第8章 美味しいご飯
トン、トン、トン、トン…
リズムよく聞こえる包丁の音に耳を傾け、
僕はずっと、千鶴ちゃんの側にいる。
作るおかずが決まっているのか、
さっきから、手が止まる気配がない。
…だいぶ、良くなったんだね、傷…。
たまに、痛みを感じて顔をしかめる程度で、
さほど支障はないようだ。
沖田「…手伝おうか?千鶴ちゃん。」
そう言って、気遣ってあげても───
『あ、いえ、大丈夫ですよ。』
僕の方を見向きもせずに、あっさりと答える。
…僕は、思った。
つまんない。
沖田「……ねぇ、千鶴ちゃん。」
『っはい?』
やっぱり、見向きもしない。
沖田「さっきから思ってたんだけど、」
『はい、何ですか?』
沖田「肩に蜘蛛がいるよ。

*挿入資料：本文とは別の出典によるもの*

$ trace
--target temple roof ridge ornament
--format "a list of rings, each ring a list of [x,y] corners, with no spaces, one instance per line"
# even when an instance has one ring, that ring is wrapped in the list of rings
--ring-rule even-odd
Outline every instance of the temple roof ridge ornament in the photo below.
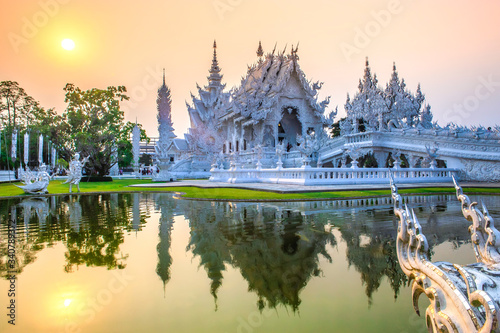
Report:
[[[221,68],[219,67],[219,61],[217,60],[217,41],[214,40],[214,57],[212,59],[212,66],[210,67],[208,76],[208,87],[210,88],[219,88],[222,86],[221,81],[223,75],[220,74]]]

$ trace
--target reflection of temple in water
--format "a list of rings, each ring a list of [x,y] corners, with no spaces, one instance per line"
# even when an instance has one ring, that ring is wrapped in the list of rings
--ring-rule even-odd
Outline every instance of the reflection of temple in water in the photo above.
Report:
[[[170,255],[171,233],[174,224],[174,209],[176,201],[172,200],[170,195],[155,194],[156,209],[160,211],[160,226],[158,243],[156,250],[158,252],[158,264],[156,274],[163,281],[163,290],[170,280],[170,266],[172,265],[172,256]]]
[[[405,199],[416,210],[427,212],[427,220],[423,218],[426,214],[420,216],[431,252],[443,242],[451,241],[457,247],[469,242],[466,222],[459,219],[460,206],[454,196]],[[488,197],[484,199],[488,206],[495,206],[489,204]],[[447,204],[450,201],[454,203]],[[257,296],[260,309],[280,305],[298,309],[301,291],[321,273],[320,259],[331,260],[328,250],[340,241],[347,246],[346,260],[360,273],[369,300],[384,277],[395,296],[406,281],[394,253],[397,221],[389,198],[231,203],[172,200],[166,193],[142,193],[11,199],[2,203],[6,205],[0,205],[0,240],[6,238],[7,221],[18,222],[19,273],[36,260],[39,251],[57,242],[67,248],[67,272],[79,265],[123,268],[127,259],[120,252],[124,232],[141,232],[147,219],[144,212],[155,209],[161,213],[156,274],[164,285],[169,282],[174,216],[185,215],[190,225],[186,250],[199,258],[216,304],[224,272],[234,267]],[[457,228],[457,219],[463,228]],[[337,239],[332,229],[338,230]],[[0,241],[3,277],[6,258],[6,242]]]
[[[468,242],[467,228],[457,230],[460,207],[446,205],[450,195],[413,196],[408,202],[430,207],[426,230],[436,235],[431,250],[444,241]],[[439,220],[437,214],[439,213]],[[258,297],[258,306],[298,309],[300,291],[320,273],[319,255],[331,260],[327,246],[338,228],[347,245],[347,262],[360,273],[368,301],[387,278],[396,298],[407,278],[394,251],[397,222],[389,198],[286,203],[201,203],[186,205],[191,238],[188,250],[200,257],[211,293],[223,281],[225,265],[238,268]]]
[[[260,309],[284,305],[296,310],[300,291],[320,273],[318,255],[331,260],[325,246],[335,245],[333,235],[300,213],[226,202],[189,208],[188,249],[200,257],[215,299],[229,264],[257,294]]]

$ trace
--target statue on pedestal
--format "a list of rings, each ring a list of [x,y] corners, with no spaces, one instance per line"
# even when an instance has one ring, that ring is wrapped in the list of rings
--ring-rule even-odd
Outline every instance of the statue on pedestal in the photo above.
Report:
[[[69,184],[69,193],[72,192],[73,185],[76,185],[80,192],[80,180],[82,179],[82,171],[85,163],[89,160],[89,156],[80,161],[80,153],[76,153],[73,160],[69,163],[69,176],[63,184]]]

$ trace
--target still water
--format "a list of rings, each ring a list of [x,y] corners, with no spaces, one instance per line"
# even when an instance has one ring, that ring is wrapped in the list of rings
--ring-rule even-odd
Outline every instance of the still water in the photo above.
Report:
[[[482,199],[498,218],[499,197]],[[475,261],[454,196],[408,202],[433,261]],[[15,297],[9,221],[16,222]],[[426,332],[398,266],[396,228],[389,198],[2,200],[0,331]],[[15,326],[7,316],[13,299]],[[427,304],[421,299],[421,308]]]

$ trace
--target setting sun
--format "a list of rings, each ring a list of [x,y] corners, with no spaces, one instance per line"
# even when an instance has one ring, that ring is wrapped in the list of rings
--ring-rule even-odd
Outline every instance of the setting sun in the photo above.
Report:
[[[61,46],[63,49],[71,51],[75,48],[75,42],[72,39],[66,38],[62,40]]]

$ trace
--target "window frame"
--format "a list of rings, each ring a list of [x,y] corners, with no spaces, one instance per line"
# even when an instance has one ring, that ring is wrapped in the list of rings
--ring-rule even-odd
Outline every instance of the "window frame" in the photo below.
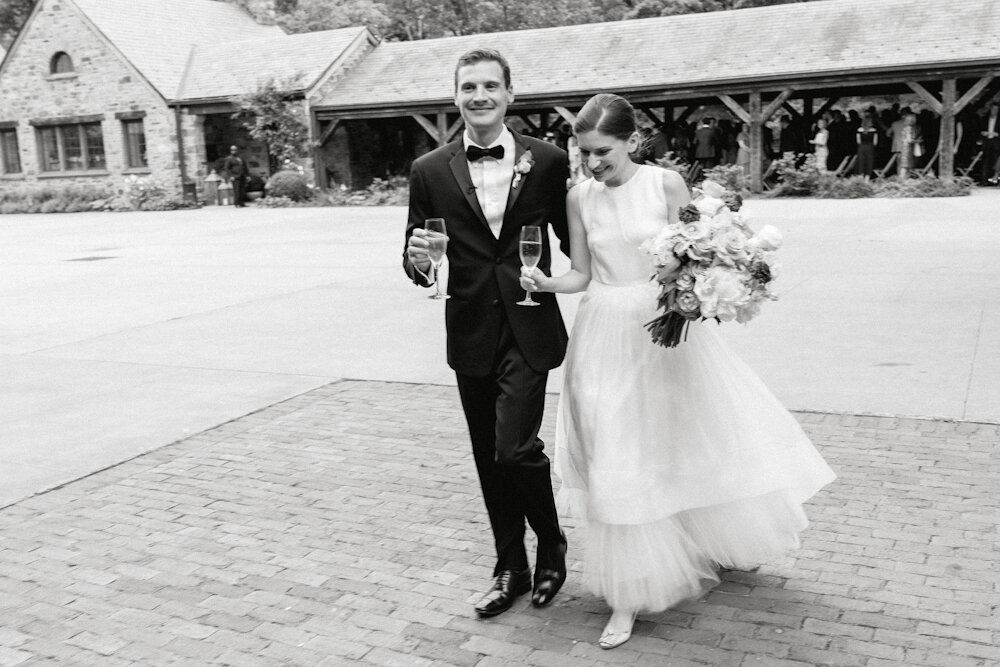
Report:
[[[90,131],[88,131],[88,128]],[[93,128],[97,129],[96,134]],[[35,126],[40,176],[106,174],[107,149],[100,120],[45,122]],[[50,155],[49,149],[54,149]],[[93,164],[97,160],[96,166]],[[77,164],[79,166],[72,166]],[[52,168],[55,165],[55,168]]]
[[[60,65],[66,64],[69,69],[60,69]],[[56,51],[49,59],[49,74],[51,76],[66,76],[76,73],[76,65],[73,64],[73,57],[65,51]]]
[[[11,165],[11,156],[13,156],[13,165]],[[17,136],[17,126],[0,125],[0,176],[20,176],[23,173],[21,142]]]
[[[122,118],[122,148],[124,167],[127,170],[148,170],[149,154],[146,143],[146,123],[142,116],[138,118]],[[138,132],[130,128],[139,128]]]

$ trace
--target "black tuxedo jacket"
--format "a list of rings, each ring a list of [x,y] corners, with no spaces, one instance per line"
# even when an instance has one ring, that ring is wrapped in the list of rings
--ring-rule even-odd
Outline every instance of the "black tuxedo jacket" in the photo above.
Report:
[[[562,363],[566,327],[555,295],[535,293],[540,306],[516,305],[524,297],[518,280],[521,260],[519,233],[525,225],[542,228],[542,259],[538,267],[550,273],[548,225],[569,254],[566,224],[566,153],[552,144],[513,132],[515,164],[528,150],[534,165],[522,174],[507,197],[503,227],[497,239],[490,231],[476,198],[461,139],[418,158],[410,169],[410,213],[406,239],[427,218],[444,218],[448,230],[448,292],[445,329],[448,365],[463,375],[487,375],[493,369],[500,328],[510,324],[518,347],[532,369],[546,371]],[[403,250],[403,267],[418,285],[427,279],[410,264]]]

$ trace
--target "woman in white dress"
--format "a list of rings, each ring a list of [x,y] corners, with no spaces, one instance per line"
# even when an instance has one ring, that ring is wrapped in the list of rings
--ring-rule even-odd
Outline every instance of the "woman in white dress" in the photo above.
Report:
[[[586,521],[584,584],[612,615],[600,645],[657,612],[798,545],[802,503],[834,479],[794,417],[715,331],[676,348],[644,328],[658,314],[639,249],[689,201],[673,171],[637,165],[631,105],[591,98],[574,124],[592,178],[567,196],[572,266],[524,269],[525,289],[580,302],[559,405],[557,504]]]

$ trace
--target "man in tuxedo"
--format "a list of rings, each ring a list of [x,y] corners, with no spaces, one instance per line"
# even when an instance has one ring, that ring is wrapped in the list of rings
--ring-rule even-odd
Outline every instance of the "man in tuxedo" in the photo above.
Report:
[[[250,169],[246,160],[240,157],[240,149],[236,146],[229,147],[229,155],[222,162],[222,169],[229,174],[233,185],[233,204],[236,207],[246,206],[246,184],[247,177],[250,176]]]
[[[403,267],[417,285],[432,284],[424,221],[444,218],[448,234],[445,306],[448,364],[454,369],[472,452],[493,530],[493,587],[476,604],[483,617],[510,608],[529,590],[552,601],[566,578],[566,538],[559,528],[549,459],[538,437],[548,371],[562,363],[566,328],[555,295],[516,304],[519,233],[542,228],[549,273],[548,225],[569,248],[565,151],[504,125],[514,101],[510,67],[488,49],[463,55],[455,70],[461,139],[418,158],[410,171]],[[535,574],[524,547],[525,520],[538,538]]]
[[[694,131],[694,159],[702,169],[711,169],[719,164],[719,133],[711,116],[705,116]]]
[[[983,142],[983,170],[980,183],[997,185],[997,158],[1000,157],[1000,103],[990,102],[979,136]]]

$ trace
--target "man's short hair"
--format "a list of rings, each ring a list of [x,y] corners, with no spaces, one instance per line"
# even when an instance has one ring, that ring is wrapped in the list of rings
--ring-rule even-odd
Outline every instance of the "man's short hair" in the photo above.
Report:
[[[495,49],[473,49],[462,54],[458,59],[458,64],[455,65],[455,88],[458,88],[458,70],[466,65],[475,65],[476,63],[490,60],[500,65],[500,69],[503,70],[504,86],[510,88],[510,64]]]

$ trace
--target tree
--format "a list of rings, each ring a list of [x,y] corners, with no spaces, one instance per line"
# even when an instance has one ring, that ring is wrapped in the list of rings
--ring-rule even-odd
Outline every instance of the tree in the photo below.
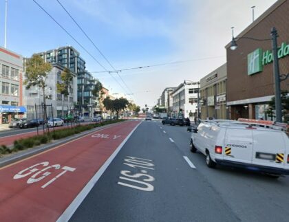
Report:
[[[120,99],[115,99],[113,101],[113,107],[114,111],[116,112],[116,118],[118,120],[119,111],[124,109],[129,104],[129,101],[124,98]]]
[[[62,115],[63,117],[63,100],[64,97],[67,97],[69,95],[73,76],[69,69],[65,68],[61,77],[62,82],[58,82],[56,87],[57,92],[62,95]]]
[[[98,103],[99,103],[99,109],[100,109],[100,111],[101,111],[101,100],[103,99],[103,96],[105,94],[105,92],[102,90],[103,88],[103,84],[98,80],[96,80],[96,83],[94,85],[94,89],[92,89],[92,95],[98,98]]]
[[[45,95],[45,88],[47,87],[46,80],[47,73],[52,69],[50,63],[45,63],[39,55],[34,54],[32,57],[28,59],[25,63],[25,73],[24,85],[26,89],[32,87],[38,87],[41,89],[43,93],[43,104],[46,105],[46,98],[50,98],[50,95]]]
[[[103,101],[103,106],[105,107],[107,110],[110,110],[111,111],[114,111],[114,105],[112,102],[112,100],[110,99],[109,96],[105,98]]]
[[[284,118],[284,122],[289,123],[289,96],[288,96],[288,91],[283,91],[281,93],[281,102],[282,104],[282,117]],[[275,117],[275,98],[272,98],[271,100],[268,102],[269,108],[265,111],[272,120],[273,117]]]
[[[120,99],[111,100],[109,97],[103,100],[103,105],[105,109],[111,111],[116,112],[116,118],[118,119],[119,111],[124,109],[129,104],[129,101],[126,98],[121,98]]]

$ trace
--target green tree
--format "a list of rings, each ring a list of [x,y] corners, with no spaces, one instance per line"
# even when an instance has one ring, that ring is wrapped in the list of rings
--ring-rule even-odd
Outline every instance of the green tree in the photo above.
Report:
[[[50,95],[46,96],[45,88],[47,73],[52,69],[50,63],[45,63],[39,55],[34,54],[28,59],[25,63],[25,80],[23,82],[26,89],[32,87],[38,87],[41,89],[43,93],[43,103],[46,105],[46,99],[50,98]]]
[[[281,102],[282,104],[282,117],[284,118],[284,122],[289,123],[289,96],[288,96],[288,91],[283,91],[281,93]],[[268,102],[269,108],[265,111],[272,120],[273,118],[275,117],[275,98],[272,98],[271,100]]]
[[[61,73],[61,78],[62,82],[58,82],[56,87],[57,92],[62,95],[62,115],[63,117],[63,100],[65,97],[67,97],[69,95],[73,76],[69,69],[65,68]]]
[[[116,118],[118,120],[118,115],[120,111],[127,108],[129,102],[126,98],[121,98],[120,99],[115,99],[112,101],[114,110],[116,112]]]

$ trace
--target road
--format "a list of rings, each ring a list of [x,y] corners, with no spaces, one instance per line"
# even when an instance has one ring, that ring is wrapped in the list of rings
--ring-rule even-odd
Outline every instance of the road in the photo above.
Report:
[[[190,153],[189,137],[186,127],[143,122],[70,221],[288,221],[288,177],[208,168],[204,156]]]
[[[1,221],[288,221],[288,177],[208,168],[189,138],[127,121],[0,168]]]

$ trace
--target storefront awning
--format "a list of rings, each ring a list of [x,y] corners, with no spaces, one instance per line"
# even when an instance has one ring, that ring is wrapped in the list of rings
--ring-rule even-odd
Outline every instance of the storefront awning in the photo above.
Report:
[[[0,105],[0,113],[25,113],[26,108],[24,107]]]

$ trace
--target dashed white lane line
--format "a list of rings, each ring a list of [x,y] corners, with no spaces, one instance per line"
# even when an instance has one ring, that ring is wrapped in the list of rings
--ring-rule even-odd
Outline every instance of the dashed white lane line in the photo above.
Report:
[[[191,160],[188,158],[188,157],[184,156],[184,159],[186,161],[188,164],[191,166],[191,168],[195,168],[195,165],[193,164],[193,163],[191,162]]]

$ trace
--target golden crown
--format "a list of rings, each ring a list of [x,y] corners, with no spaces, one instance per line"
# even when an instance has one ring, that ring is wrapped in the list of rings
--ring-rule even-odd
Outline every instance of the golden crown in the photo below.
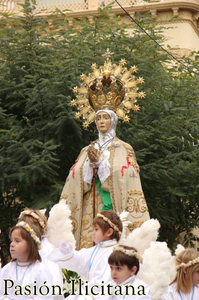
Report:
[[[80,76],[80,80],[84,82],[81,87],[77,86],[73,89],[74,93],[78,93],[77,99],[70,102],[71,106],[78,106],[79,112],[75,115],[76,119],[82,116],[85,122],[83,123],[87,128],[95,119],[96,112],[101,109],[110,109],[114,111],[123,122],[129,122],[128,114],[130,109],[134,111],[140,110],[136,105],[136,97],[145,98],[145,93],[138,92],[138,84],[144,82],[142,78],[136,80],[132,73],[136,72],[137,68],[134,66],[128,71],[124,65],[125,59],[119,62],[119,66],[112,65],[109,60],[111,53],[109,49],[102,56],[106,57],[103,66],[97,68],[97,65],[93,64],[91,69],[93,72],[87,76]],[[93,107],[90,103],[92,102]]]

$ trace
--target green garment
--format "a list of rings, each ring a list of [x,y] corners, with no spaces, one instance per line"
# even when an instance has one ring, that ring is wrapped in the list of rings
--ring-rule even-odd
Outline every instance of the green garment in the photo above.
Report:
[[[109,192],[102,190],[101,188],[101,183],[98,177],[96,178],[96,184],[98,189],[100,197],[103,202],[104,205],[102,208],[102,210],[113,210],[111,195]]]

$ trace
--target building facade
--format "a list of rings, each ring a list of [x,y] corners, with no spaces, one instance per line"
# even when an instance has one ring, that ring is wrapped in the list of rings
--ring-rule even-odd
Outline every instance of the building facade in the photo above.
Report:
[[[17,5],[24,0],[0,0],[1,12],[20,14]],[[98,15],[98,9],[107,5],[111,0],[36,0],[35,12],[44,16],[57,8],[67,14],[69,22],[82,16]],[[199,51],[199,0],[160,0],[149,3],[142,0],[119,0],[118,2],[133,17],[137,13],[149,12],[152,19],[165,27],[164,34],[169,39],[167,44],[178,47],[179,57],[188,55],[190,51]],[[125,12],[115,2],[113,12],[122,18]],[[125,22],[132,22],[129,18]],[[168,27],[168,21],[169,28]],[[166,45],[167,46],[167,45]]]

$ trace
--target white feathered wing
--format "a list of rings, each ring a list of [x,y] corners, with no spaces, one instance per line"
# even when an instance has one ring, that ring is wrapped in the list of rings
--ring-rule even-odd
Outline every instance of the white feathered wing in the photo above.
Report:
[[[69,218],[71,211],[64,199],[54,205],[49,213],[47,222],[47,237],[55,248],[59,247],[60,240],[71,243],[75,249],[75,239],[72,232],[72,221]]]
[[[123,243],[134,247],[142,255],[145,249],[150,246],[150,242],[157,240],[160,227],[160,223],[156,219],[148,220],[131,232]]]
[[[142,256],[137,277],[150,288],[153,300],[161,300],[171,281],[173,259],[166,242],[151,242]]]

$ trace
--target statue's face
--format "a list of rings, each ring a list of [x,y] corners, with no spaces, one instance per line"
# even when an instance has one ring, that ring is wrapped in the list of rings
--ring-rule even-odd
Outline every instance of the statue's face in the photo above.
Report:
[[[101,112],[96,117],[97,127],[102,133],[106,133],[111,125],[111,119],[109,115],[104,112]]]

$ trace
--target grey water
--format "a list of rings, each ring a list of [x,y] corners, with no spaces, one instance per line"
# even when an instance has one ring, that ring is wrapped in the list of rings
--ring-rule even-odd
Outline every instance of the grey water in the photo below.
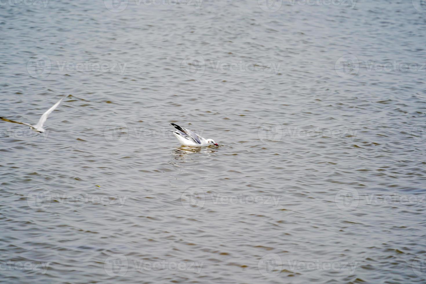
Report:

」
『えっ!??い、いやあっ!!!(泣)』
僕がそう言うと、自分の肩を見てもいないのに
叫んだ千鶴ちゃん。
半分、涙目になっている。
沖田「ぷっ、あははははっ!!!あ~面白い!!千鶴ちゃんサイコーだよ~っ!!」
その光景を見て、僕は思わず
大笑いしてしまった。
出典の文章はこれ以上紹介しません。